Friday, July 11, 2008

Incentives, short term thinking and altered behavior.

Incentives (and disincentives) are the tool used by management to induce certain types of behavior among the subordinates. The management can be in the public sector (example: a fine for speeding), and in the private sector (example: an annual bonus for an employee). But a lot of the times these incentives have unintended consequences. Once the person or organization figures out the metrics used for the incentive, they will do everything possible to have good results for those particular metrics. Everything else will be ignored as they become a distraction.

Slate today has an article about a scheme in Ulyanovsk in Russia where the governor cooked up a scheme to improve the birth rates in his region. Any woman who would give birth on June 12 would receive a prize. One woman would receive a grand prize - an UAZ off-road vehicle. It's easy to imagine what happened next.
[...] On June 12, while Russia enjoyed its day off, doctors all over Ulyanovsk struggled to survive the most hellish day of their professional careers. The region's maternity wards, which usually stood half-empty, were suddenly filled beyond maximum capacity. Masses of screaming pregnant women seemed to materialize out of thin air. Stressed-out and sleep-deprived doctors ran around frantically attending to patients. Most doctors were forced to work multiple shifts just to keep up with demand.

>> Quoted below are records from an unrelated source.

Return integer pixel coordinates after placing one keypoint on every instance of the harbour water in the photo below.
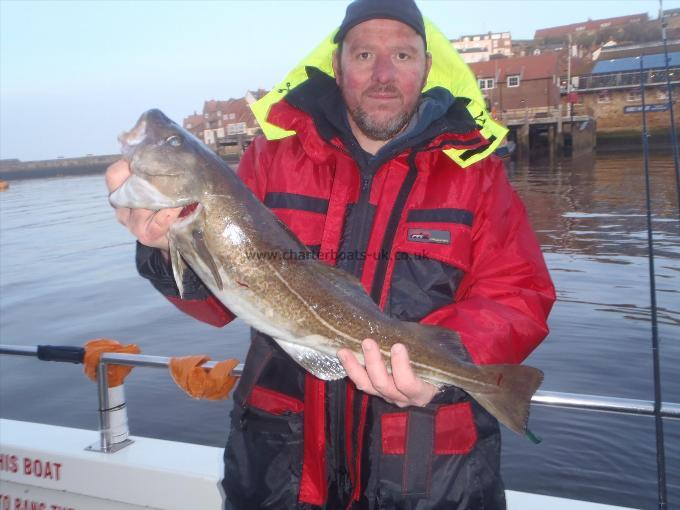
(67, 275)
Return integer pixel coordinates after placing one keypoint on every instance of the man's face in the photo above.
(381, 71)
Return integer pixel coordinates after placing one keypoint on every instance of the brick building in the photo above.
(612, 92)
(520, 82)
(225, 122)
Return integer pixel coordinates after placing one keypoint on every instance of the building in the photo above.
(590, 26)
(612, 92)
(483, 47)
(226, 123)
(520, 82)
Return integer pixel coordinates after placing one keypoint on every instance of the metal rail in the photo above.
(541, 398)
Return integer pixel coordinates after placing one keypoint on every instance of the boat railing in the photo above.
(113, 428)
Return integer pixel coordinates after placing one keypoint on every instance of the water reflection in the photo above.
(67, 275)
(590, 217)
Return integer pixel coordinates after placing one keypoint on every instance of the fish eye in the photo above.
(174, 140)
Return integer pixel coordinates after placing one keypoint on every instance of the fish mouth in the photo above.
(138, 193)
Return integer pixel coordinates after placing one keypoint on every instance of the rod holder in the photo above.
(113, 424)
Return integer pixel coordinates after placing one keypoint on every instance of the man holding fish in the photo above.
(378, 156)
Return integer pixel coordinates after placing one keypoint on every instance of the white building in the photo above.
(479, 48)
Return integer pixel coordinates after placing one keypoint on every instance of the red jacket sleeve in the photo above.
(205, 307)
(502, 303)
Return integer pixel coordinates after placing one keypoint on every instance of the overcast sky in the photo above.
(75, 74)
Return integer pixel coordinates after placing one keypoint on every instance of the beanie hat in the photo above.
(359, 11)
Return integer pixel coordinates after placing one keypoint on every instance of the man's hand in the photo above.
(402, 388)
(149, 227)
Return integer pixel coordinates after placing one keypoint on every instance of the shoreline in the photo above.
(14, 170)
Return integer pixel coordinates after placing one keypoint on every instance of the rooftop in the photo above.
(590, 25)
(530, 68)
(618, 65)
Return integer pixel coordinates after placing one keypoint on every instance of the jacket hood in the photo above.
(448, 72)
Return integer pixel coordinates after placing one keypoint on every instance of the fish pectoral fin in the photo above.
(205, 256)
(178, 267)
(319, 364)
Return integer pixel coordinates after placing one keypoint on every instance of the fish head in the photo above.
(165, 165)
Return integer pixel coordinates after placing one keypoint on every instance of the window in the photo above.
(486, 83)
(662, 94)
(634, 96)
(603, 96)
(235, 129)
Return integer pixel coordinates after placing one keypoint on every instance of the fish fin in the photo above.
(319, 364)
(205, 256)
(178, 267)
(509, 403)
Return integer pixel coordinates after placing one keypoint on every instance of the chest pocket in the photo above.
(432, 255)
(303, 214)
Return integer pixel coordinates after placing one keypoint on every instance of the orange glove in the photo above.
(93, 353)
(198, 382)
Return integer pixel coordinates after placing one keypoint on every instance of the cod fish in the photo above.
(239, 248)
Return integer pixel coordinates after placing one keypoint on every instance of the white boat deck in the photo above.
(48, 465)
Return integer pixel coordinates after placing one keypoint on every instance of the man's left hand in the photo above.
(401, 388)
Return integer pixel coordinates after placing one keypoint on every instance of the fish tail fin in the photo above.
(510, 399)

When the clock finally struck midnight and the last bloody sheet dropped to the ground, the tally was impressive. Eighty-seven children were born in Ulyanovsk that day, nearly four times the region's average daily birthrate. With just a few prizes, Morozov's team had found a solution to a problem that has haunted Russia for the last two decades. Or so it seemed.[...]

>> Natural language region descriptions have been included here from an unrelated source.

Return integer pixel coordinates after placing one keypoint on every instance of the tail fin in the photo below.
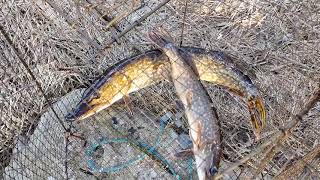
(160, 37)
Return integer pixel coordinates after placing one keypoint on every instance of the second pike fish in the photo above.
(151, 67)
(202, 117)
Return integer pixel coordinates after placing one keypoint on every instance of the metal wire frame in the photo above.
(190, 20)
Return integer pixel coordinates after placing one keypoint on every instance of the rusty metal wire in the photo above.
(50, 50)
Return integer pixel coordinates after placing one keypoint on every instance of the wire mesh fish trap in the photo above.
(52, 50)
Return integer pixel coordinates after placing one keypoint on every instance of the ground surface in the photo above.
(65, 44)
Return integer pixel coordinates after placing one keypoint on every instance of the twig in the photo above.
(83, 34)
(135, 24)
(296, 169)
(279, 136)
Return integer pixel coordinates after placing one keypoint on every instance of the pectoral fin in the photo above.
(189, 97)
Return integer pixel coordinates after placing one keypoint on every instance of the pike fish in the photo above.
(151, 67)
(202, 117)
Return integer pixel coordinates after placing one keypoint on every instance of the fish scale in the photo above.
(151, 67)
(202, 117)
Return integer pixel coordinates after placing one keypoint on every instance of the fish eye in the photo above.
(213, 170)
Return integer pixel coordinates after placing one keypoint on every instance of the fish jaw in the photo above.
(161, 38)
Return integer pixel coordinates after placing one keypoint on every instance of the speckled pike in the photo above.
(202, 117)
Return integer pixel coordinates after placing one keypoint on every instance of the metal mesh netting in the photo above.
(52, 50)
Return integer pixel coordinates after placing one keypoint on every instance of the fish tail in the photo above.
(81, 108)
(160, 37)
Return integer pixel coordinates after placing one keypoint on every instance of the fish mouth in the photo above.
(257, 114)
(78, 113)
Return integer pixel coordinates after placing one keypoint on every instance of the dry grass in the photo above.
(63, 42)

By any measure (used as metrics), that was a grand success. But not all is what it seems. Read the rest of the story to find out what happened.


h said...


nazarian said...

Not quite an idiocracy. This is the way the politicians behave universally.

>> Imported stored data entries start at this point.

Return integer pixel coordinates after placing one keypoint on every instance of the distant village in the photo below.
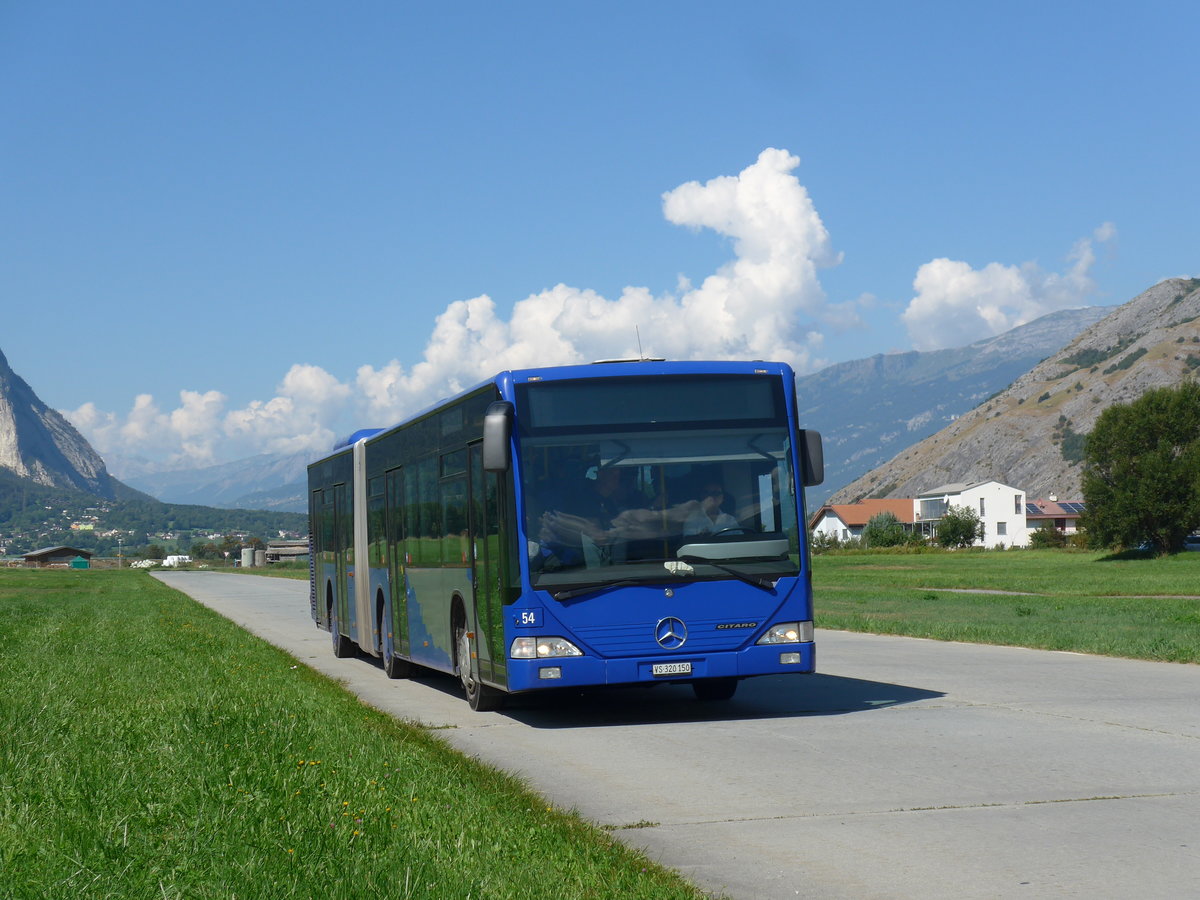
(1007, 516)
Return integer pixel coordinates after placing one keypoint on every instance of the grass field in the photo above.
(151, 749)
(1090, 603)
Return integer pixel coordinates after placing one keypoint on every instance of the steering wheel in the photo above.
(732, 529)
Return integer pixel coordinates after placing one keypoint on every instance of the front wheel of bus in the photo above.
(481, 697)
(393, 665)
(715, 688)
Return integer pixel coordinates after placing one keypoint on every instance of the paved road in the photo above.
(906, 769)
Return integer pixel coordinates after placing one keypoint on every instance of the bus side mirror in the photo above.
(497, 435)
(811, 457)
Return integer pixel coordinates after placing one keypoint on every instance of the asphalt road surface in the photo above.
(905, 768)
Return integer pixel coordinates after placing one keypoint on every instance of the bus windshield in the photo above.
(697, 496)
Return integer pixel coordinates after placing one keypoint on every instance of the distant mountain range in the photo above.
(53, 481)
(867, 411)
(870, 409)
(268, 481)
(39, 444)
(1030, 436)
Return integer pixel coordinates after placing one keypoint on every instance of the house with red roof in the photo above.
(845, 521)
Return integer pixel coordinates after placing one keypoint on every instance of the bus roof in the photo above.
(600, 369)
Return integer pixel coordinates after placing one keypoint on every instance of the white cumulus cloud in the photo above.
(957, 304)
(767, 303)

The Russians have recognized the problem (low birth rates) and now they have to figure out the way to fix it.

The problem is that like any other politician, these people are there for short term wins. Their motive is not to fix the problem. For that you need to find the root cause and then fix it. The root cause for low birth rates could be extreme poverty. Fixing that is a long term commitment and usually doesn't happen during the tenure of a low level aparatchik like the governor of a Volga region.

These people want some short term goal that is not very difficult to achieve. They achieve that, make a lot of noise and then move on after squeezing all the possible dividends.